Africa's elephants -- being killed for their ivory at an alarming rate -- have received some much needed help from the Chinese Government.
On Monday, Jan. 6, China's State Forestry Administration and the General Administration of Customs held a public ceremony to crush ivory confiscated from illegal trade. The Chinese destruction of ivory follows the U.S. government's crushing of six tons of illegal ivory in Colorado in November.
This symbolic act in China was designed to show the Chinese government's resolve to combat wildlife trafficking and to raise public awareness about the connection between ivory and the crisis facing Africa's elephants. This nation, which for centuries has cherished products made from ivory, has an opportunity to ultimately end this crisis. If China can end the demand within its borders and demonstrate to other nations that they can do the same -- the African elephant can be saved.
This important step by the Chinese government marks one of its latest efforts to join a growing global movement to end wildlife trafficking and the illegal ivory market. It is estimated that about 96 elephants a day are killed by poachers in Africa for their ivory. This has resulted in their numbers plummeting in all parts of the continent.
That is why the crushing of the ivory by the Chinese government has received positive responses from the groups fighting each day to save the African elephant. WCS joined several organizations working in China to praise the destruction of ivory, including: IUCN (International Union for Conservation of Nature), WildAid, TNC (The Nature Conservancy), Freeland Foundation, the Roots and Shoots Environmental Education Program, NRDC (Natural Resources Defense Council), and IFAW (International Fund for Animal Welfare).
In a joint statement, the organizations said:
"The Chinese government's move to destroy seized ivory conveys a powerful message about the urgent need to end the illegal trafficking of wildlife. It indicates that the government is concerned about the toll ivory trafficking is taking on elephant populations, as well as the other threats to global security that arise in connection with wildlife crime."
Other positive signs for Africa's elephants and other wildlife have recently come from China. In November, an influential Chinese newspaper, Southern Weekly, published an article on the poaching of elephants which subsequently exploded on digital and social media within China; and last month, authorities in Jilin Province arrested five wildlife poachers -- the largest number ever for the province.
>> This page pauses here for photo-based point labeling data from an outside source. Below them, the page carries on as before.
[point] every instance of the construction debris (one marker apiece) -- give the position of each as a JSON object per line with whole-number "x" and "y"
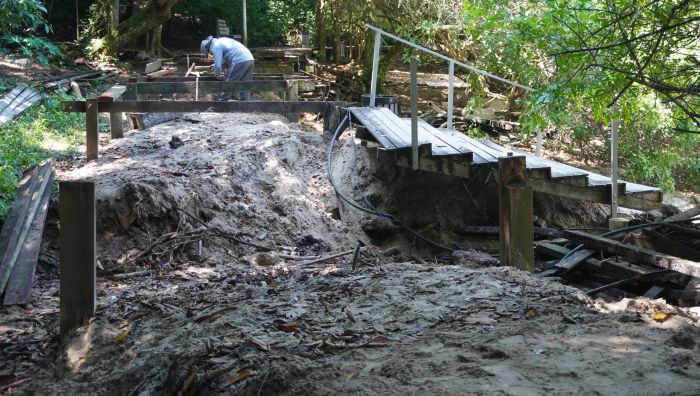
{"x": 20, "y": 239}
{"x": 17, "y": 101}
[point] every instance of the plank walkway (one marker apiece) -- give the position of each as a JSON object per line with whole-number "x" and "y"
{"x": 393, "y": 133}
{"x": 16, "y": 102}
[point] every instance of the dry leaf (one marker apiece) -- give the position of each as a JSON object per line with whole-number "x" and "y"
{"x": 239, "y": 377}
{"x": 121, "y": 336}
{"x": 660, "y": 316}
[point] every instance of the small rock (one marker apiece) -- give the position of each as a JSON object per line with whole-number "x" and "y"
{"x": 473, "y": 258}
{"x": 683, "y": 340}
{"x": 176, "y": 142}
{"x": 267, "y": 259}
{"x": 392, "y": 251}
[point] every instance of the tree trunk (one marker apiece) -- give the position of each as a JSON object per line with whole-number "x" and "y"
{"x": 155, "y": 45}
{"x": 153, "y": 15}
{"x": 115, "y": 15}
{"x": 321, "y": 30}
{"x": 336, "y": 36}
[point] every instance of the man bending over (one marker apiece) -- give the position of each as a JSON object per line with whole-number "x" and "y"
{"x": 238, "y": 60}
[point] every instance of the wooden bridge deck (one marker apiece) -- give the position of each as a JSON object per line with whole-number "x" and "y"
{"x": 453, "y": 153}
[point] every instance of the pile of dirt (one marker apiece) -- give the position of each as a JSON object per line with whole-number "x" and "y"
{"x": 229, "y": 220}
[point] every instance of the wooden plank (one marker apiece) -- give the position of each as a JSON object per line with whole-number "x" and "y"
{"x": 360, "y": 115}
{"x": 147, "y": 106}
{"x": 112, "y": 94}
{"x": 19, "y": 286}
{"x": 636, "y": 254}
{"x": 440, "y": 146}
{"x": 12, "y": 226}
{"x": 44, "y": 177}
{"x": 92, "y": 137}
{"x": 654, "y": 292}
{"x": 589, "y": 194}
{"x": 574, "y": 260}
{"x": 370, "y": 118}
{"x": 515, "y": 214}
{"x": 77, "y": 254}
{"x": 19, "y": 104}
{"x": 153, "y": 66}
{"x": 116, "y": 125}
{"x": 10, "y": 97}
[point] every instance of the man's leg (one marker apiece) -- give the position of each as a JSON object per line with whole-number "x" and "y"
{"x": 241, "y": 72}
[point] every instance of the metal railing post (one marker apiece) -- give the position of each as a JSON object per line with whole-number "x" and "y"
{"x": 375, "y": 67}
{"x": 614, "y": 124}
{"x": 414, "y": 113}
{"x": 450, "y": 94}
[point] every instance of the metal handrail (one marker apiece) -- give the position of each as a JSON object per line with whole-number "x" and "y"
{"x": 456, "y": 62}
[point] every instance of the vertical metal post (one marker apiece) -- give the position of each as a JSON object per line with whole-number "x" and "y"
{"x": 76, "y": 210}
{"x": 245, "y": 25}
{"x": 375, "y": 68}
{"x": 614, "y": 124}
{"x": 92, "y": 135}
{"x": 450, "y": 94}
{"x": 414, "y": 113}
{"x": 196, "y": 88}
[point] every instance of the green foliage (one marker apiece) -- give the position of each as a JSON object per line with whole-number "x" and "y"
{"x": 270, "y": 22}
{"x": 43, "y": 131}
{"x": 20, "y": 20}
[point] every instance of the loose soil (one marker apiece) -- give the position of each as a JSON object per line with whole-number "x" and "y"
{"x": 228, "y": 211}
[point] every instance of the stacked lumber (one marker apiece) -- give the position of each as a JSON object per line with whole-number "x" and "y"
{"x": 20, "y": 238}
{"x": 658, "y": 260}
{"x": 16, "y": 102}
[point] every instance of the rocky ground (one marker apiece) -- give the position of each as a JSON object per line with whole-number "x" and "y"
{"x": 218, "y": 222}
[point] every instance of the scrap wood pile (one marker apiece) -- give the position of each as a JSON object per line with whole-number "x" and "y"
{"x": 20, "y": 239}
{"x": 650, "y": 259}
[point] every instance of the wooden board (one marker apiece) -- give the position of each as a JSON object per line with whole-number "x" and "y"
{"x": 153, "y": 66}
{"x": 146, "y": 106}
{"x": 636, "y": 254}
{"x": 18, "y": 103}
{"x": 19, "y": 286}
{"x": 13, "y": 224}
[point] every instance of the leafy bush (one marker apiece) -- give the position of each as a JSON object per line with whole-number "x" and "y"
{"x": 43, "y": 131}
{"x": 20, "y": 21}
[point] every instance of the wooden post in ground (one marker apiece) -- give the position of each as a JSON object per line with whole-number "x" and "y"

China's joining the global community in the fight to save Africa's elephants is critically important, given its key role in the ivory trade.
As a community working to save the African elephant, we have worked hard to stop the killing of elephants, stop the trafficking of the ivory, and stop the demand. But we know success will not come unless the Chinese government helps to end the demand. This symbolic ceremony to destroy ivory can turn into something much more. China is positioned to take a leadership role and ultimately to save the African elephant.